New restaurant promises traditional Mexican cocktails and cuisine

Alan Raines, who with his fiancée, Samantha Eaves, opened the Mexican restaurant Tortuga y Chango in Decatur nine months ago, said Decatur is evidence that a busy community can thrive with primarily independently owned businesses, particularly restaurants. “Decatur has so many great restaurants, I wouldn’t open one here unless I was offering something special,” Raines said.

The “something special” at Tortuga y Chango is traditional Mexican food, not modified for American tastes, according to Raines. “It’s as close as we can get to what you will find in restaurants in Mexico. It’s spicy and flavorful; we don’t hold anything back,” he said. Raines had many opportunities to sample foods from various areas of Mexico starting in the 1990s when his sales jobs included travel through much of North America, with him often spending three to five days at a stretch in Mexico.

“I was in and out of sales over a period of about 35 years, even while opening restaurants. At one point my territory was all of Mexico, the United States and Canada. “It was basically an elaborate scheme to eat at as many restaurants as I could,” he quipped.

Raines, who grew up in east Tennessee, said his first experience with restaurant operation came when he was 15 and worked with his brother at a New York style Italian restaurant and pizzeria with an Italian family. “I worked there for several years, learning the importance of ingredients, recipes, and overall ethics of a good experience for patrons,” he recalled.

Although Raines worked for a while in the kitchen of an upscale Atlanta restaurant where he learned a variety of cooking techniques, he said, “I’m not a chef. My role at a restaurant is more as a visionary. I envision what it should be like from the menu to the décor to the atmosphere.
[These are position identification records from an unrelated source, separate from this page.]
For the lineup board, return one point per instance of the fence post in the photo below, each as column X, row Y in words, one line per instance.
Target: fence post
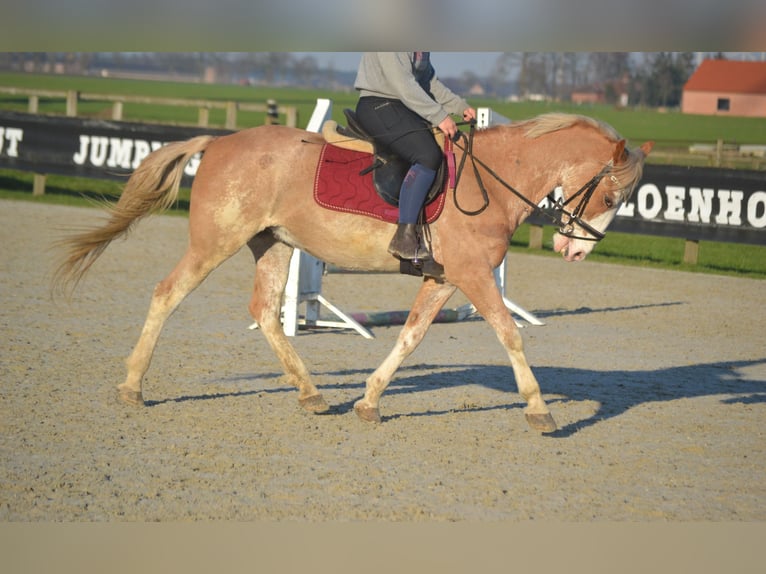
column 231, row 115
column 38, row 184
column 272, row 112
column 691, row 251
column 71, row 103
column 204, row 117
column 117, row 111
column 718, row 152
column 292, row 117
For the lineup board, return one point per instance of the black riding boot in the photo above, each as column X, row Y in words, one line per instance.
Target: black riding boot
column 406, row 243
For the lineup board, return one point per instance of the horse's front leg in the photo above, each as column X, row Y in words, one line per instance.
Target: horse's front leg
column 482, row 291
column 271, row 273
column 430, row 299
Many of my friends are chefs, so we have a lot of in-depth conversations about the industry.” He has owned restaurants in East Atlanta Village and elsewhere in Decatur as well as in the Edgewood neighborhood.

Raines describes his vision for his newest venture, Tortuga y Chango on West College Avenue, as “a modern style Mezcal cocktail bar of the type found in Oaxaca, Mexico, blended with mostly cuisine from Acapulco with a few Oaxaca classic dishes and moles.”
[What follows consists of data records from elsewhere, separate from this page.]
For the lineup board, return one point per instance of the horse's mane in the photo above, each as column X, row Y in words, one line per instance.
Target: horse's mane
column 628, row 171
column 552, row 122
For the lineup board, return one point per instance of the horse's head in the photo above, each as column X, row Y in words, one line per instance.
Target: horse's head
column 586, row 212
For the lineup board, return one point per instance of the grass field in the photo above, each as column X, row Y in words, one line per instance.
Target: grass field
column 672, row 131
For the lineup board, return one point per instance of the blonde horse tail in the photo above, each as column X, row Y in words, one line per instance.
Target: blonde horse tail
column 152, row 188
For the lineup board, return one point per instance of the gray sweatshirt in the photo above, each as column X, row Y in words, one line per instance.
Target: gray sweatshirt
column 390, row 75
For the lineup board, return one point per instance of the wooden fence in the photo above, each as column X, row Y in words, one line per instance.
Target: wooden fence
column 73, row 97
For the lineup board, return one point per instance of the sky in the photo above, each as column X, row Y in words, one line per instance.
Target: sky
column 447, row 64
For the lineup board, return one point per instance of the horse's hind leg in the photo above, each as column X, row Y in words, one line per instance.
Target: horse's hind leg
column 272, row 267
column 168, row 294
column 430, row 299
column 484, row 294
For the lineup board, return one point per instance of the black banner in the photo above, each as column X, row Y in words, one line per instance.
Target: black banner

His inspiration to achieve high levels of success with Mexican cuisine, Raines said, was Rick Bayless’ restaurant Frontera Grill in Chicago, which opened in 1987. “He spent nine years in Mexico learning the food and culture and it shows through in every aspect of his restaurants. I can only hope to meet this same level with what we do. I believe our staff does.”

Everyone in the kitchen at Tortuga y Chango is from Mexico, according to Raines, who said he is especially proud of his chef Victor Hugo Suastequi, who is from Acapulco, a Mexican city known for its seafood dishes. “We fly fresh seafood in from Florida and use the best ingredients from regional growers and even our own gardens,” Raines said.
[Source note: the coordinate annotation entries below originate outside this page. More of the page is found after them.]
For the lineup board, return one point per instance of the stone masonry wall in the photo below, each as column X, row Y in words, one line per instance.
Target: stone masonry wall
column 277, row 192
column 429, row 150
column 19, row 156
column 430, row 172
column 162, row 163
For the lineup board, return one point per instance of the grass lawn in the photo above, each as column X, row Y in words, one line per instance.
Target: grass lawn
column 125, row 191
The restauranteur also said special things go on at the bar, where award-winning mixologist Orestes Cruz, who grew up in Mexico City and New Orleans, prepares signature cocktails and serves many lesser-known liquors, a rotation of Georgia craft beer selections, and other offerings.

“When we learned from the building owners that the space on West College Avenue was available, we jumped at the opportunity. However, we never choose a place just because it’s available. The area already had a great mix of businesses. We were just what was needed to round out the neighborhood,” Raines commented.

“We’re on the other side of the tracks, but we’re still in downtown Decatur,” he continued. “It’s really a perfect space for a place like Tortuga y Chango. It’s an intimate space—just 45 seats. We’re in a neighborhood where people can just drop by for a cocktail or dinner. We’ve been here nine months, but it feels like we’ve been here eight or 10 years.”